“As Traders Anticipate This Week’s U.S. Data, XRP and DOGE Surge, Ether Burn Drops to Historic Low.”
Market sentiment remained cautious on Monday but showed signs of improvement following reports that the U.S. tariffs set for April 2 might be less aggressive than initially feared.
Bitcoin (BTC) briefly surpassed $87,000 in early trading, while Solana (SOL), XRP (XRP), and Dogecoin (DOGE) all recorded gains exceeding 4%, kicking off the week on a positive note. Traders focused on upcoming U.S. economic data releases, looking for signals on market direction.
Bitcoin maintained a steady position around $85,000 over the weekend, constrained by ongoing concerns about inflation and the U.S. economy. Among leading cryptocurrencies, SOL posted the highest gain with a 5% increase in the past 24 hours, whereas Tron’s TRX experienced the largest decline, dropping 4% after retreating from last week’s memecoin-driven rally.
“Investors are treading carefully given the uncertainty around upcoming price movements,” said Nick Ruck, director at LVRG Research, via Telegram. “Key economic indicators such as consumer confidence, personal spending, and the PCE index will provide insights into whether Americans are adjusting to economic shifts or preparing for tighter budgets.”

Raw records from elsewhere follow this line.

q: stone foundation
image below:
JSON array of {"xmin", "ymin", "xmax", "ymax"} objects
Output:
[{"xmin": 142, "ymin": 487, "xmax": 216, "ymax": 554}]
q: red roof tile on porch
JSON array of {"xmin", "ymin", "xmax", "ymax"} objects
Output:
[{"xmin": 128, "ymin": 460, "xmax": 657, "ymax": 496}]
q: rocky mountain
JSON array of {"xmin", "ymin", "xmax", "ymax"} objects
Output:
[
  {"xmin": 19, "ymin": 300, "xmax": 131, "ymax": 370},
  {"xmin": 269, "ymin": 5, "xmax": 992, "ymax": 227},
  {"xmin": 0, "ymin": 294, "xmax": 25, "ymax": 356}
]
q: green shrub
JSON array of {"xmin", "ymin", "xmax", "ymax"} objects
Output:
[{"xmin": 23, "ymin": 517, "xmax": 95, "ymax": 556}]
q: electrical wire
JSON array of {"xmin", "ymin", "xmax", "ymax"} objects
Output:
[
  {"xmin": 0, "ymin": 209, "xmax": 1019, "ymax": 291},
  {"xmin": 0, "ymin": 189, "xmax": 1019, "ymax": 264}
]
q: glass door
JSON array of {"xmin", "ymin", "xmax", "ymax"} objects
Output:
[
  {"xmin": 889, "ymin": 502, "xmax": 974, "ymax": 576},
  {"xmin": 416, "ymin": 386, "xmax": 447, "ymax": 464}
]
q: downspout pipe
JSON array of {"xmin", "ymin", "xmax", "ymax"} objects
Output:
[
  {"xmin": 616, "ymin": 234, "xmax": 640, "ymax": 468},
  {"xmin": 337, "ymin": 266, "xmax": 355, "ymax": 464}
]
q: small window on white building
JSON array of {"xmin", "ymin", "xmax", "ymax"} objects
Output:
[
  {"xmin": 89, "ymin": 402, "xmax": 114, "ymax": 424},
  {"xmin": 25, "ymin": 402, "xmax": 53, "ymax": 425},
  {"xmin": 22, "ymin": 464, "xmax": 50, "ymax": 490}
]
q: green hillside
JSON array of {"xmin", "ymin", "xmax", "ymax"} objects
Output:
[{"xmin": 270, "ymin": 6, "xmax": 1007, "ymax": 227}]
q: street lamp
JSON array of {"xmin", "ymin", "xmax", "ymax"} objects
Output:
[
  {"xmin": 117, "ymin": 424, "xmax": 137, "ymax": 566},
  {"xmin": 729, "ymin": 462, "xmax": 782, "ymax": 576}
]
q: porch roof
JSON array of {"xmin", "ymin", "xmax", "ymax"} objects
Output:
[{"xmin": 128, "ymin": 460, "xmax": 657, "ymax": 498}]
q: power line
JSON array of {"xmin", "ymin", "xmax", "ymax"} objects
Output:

Consumer confidence serves as a gauge of economic optimism—higher confidence typically leads to increased spending, while lower confidence suggests caution. Personal spending measures household expenditures, a primary driver of economic expansion. The Personal Consumption Expenditures (PCE) index, an important inflation metric, tracks price shifts in goods and services.
These economic reports play a significant role in shaping cryptocurrency market trends. Strong consumer confidence and spending could signal a robust economy, encouraging investors to allocate more funds to riskier assets like crypto. On the other hand, an elevated PCE reading indicating rising inflation might lead investors to seek refuge in crypto as a hedge against a depreciating dollar. However, declining confidence and reduced spending could hint at economic slowdown, prompting market caution and potential price dips.
Despite concerns, some analysts argue that the U.S. economy remains more resilient than many anticipate, presenting opportunities for long-term crypto investors.
“U.S. economic fundamentals remain strong, despite the prevalent pessimism in market sentiment,” said Augustine Fan, head of insights at SignalPlus, in an email to CoinDesk. “Analysts have tended to overestimate economic fragility, whereas the actual data suggests a much more stable outlook.”
Fan also highlighted the crypto market’s relatively quiet week, with prices consolidating near recent lows, mirroring broader equity trends. “Technically, the market remains in a downward trajectory, but key support levels are holding firm. Ethereum (ETH) is trading at the upper range of its 2022 levels, with the next major support near $1,500,” he added.
Ethereum’s outlook coincides with a sharp drop in network activity, leading to one of the lowest daily token burns in recent months.
Token burning permanently removes cryptocurrency from circulation by sending it to an inaccessible address. Ethereum introduced its burn mechanism in August 2021 with the EIP-1559 upgrade, which eliminates all base transaction fees from the supply.
However, Ethereum transaction volumes have declined as users increasingly migrate to more cost-efficient networks like Solana and Tron. Additionally, speculative trading activity has slowed since late January.
On Sunday, only 50 ETH was burned—a record low and a stark contrast to the 71,000 ETH burned on May 1, 2022. Daily burns have steadily decreased since early 2023, typically ranging between 500 ETH and 3,000 ETH.